9. Il résulte de tout ce qui précède que M. B n’est pas fondé à demander l’annulation de l’arrêté du préfet de la Côte-d’Or du 7 septembre 2023.
Sur les conclusions à fin d’injonction :
10. Le présent jugement, qui rejette les conclusions à fin d’annulation présentées par M. B, n’implique, par lui-même, aucune mesure d’exécution. Par suite, les conclusions à fin d’injonction présentées par le requérant doivent être rejetées.
Sur les frais liés au litige :
11. Les dispositions de l’article L. 761-1 du code de justice administrative s’opposent à ce que l’Etat, qui n’est pas la partie perdante dans la présente instance, soit condamné à verser à M. B ou à son avocate, par combinaison avec l’article 37 de la loi du 10 juillet 1991, la somme réclamée au titre des frais exposés et non compris dans les dépens.
12. Dans les circonstances de l’espèce, il n’y a pas lieu de faire droit aux conclusions présentées par le préfet de la Côte-d’Or sur le fondement de l’article L. 761-1 du code de justice administrative.
DECIDE :
Article 1er : La requête de M. B est rejetée.
Article 2 : Les conclusions présentées par le préfet de la Côte-d’Or au titre de l’article L. 761-1 du code de justice administrative sont rejetées.

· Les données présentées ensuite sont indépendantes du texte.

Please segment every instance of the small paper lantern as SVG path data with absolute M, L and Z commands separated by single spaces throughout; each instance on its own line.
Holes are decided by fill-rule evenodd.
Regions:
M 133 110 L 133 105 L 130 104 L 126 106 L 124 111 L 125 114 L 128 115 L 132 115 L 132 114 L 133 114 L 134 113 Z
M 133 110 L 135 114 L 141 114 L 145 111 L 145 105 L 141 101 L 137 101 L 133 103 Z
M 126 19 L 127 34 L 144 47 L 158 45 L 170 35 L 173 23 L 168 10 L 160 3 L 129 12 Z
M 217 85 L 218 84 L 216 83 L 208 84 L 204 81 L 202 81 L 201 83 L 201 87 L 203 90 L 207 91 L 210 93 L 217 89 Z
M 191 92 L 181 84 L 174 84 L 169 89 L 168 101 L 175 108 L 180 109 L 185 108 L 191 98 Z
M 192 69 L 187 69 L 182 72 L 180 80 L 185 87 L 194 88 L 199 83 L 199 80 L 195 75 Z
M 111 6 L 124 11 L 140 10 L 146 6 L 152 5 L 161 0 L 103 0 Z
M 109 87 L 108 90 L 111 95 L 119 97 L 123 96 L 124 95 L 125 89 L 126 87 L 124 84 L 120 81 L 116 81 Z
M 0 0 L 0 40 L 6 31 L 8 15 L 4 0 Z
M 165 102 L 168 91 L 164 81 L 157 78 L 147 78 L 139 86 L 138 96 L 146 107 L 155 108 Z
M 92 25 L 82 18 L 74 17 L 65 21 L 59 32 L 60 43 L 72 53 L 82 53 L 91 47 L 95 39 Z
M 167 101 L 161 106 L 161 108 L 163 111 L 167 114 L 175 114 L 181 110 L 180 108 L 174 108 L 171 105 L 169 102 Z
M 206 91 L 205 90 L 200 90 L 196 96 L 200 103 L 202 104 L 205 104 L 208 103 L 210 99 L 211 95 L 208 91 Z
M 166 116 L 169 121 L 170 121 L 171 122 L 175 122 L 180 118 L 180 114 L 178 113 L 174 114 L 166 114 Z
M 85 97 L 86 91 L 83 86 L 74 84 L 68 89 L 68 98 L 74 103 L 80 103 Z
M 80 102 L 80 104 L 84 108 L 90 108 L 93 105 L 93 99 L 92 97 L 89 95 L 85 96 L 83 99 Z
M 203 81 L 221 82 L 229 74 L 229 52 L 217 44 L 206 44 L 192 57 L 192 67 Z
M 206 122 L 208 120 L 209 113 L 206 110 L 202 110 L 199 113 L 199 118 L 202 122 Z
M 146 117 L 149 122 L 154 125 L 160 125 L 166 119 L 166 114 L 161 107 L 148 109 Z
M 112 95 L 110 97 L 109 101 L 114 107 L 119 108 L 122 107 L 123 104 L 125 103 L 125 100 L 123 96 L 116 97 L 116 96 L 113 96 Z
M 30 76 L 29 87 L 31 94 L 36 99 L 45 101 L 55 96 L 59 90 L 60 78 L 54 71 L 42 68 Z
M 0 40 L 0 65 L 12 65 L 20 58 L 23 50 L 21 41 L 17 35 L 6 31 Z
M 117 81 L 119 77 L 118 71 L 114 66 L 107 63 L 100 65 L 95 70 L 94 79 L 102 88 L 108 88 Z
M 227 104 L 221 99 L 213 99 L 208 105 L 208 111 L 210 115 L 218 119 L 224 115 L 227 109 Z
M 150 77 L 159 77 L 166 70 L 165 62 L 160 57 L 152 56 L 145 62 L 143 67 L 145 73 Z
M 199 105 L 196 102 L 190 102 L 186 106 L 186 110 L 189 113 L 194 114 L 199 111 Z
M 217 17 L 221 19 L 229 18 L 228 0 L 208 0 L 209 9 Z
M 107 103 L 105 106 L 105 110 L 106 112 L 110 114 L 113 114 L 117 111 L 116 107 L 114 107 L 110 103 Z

Article 3 : Le présent jugement sera notifié à M. A B, au préfet de la Côte-d’Or et à Me Grenier.
Une copie de ce jugement sera transmise, pour information, au ministre de l’intérieur et des outre-mer.
Délibéré après l’audience du 11 janvier 2024 à laquelle siégeaient :
— M. Zupan, président,
— Mme Desseix, première conseillère,
— Mme Bois, conseillère.
Rendu public par mise à disposition au greffe le 25 janvier 2024.
La rapporteure,
M. DesseixLe président,
D. Zupan
La greffière,
E. Herique
La République mande et ordonne au préfet de la Côte-d’Or, en ce qui le concerne, ou à tous commissaires de justice à ce requis, en ce qui concerne les voies de droit commun contre les parties privées, de pourvoir à l’exécution du présent jugement.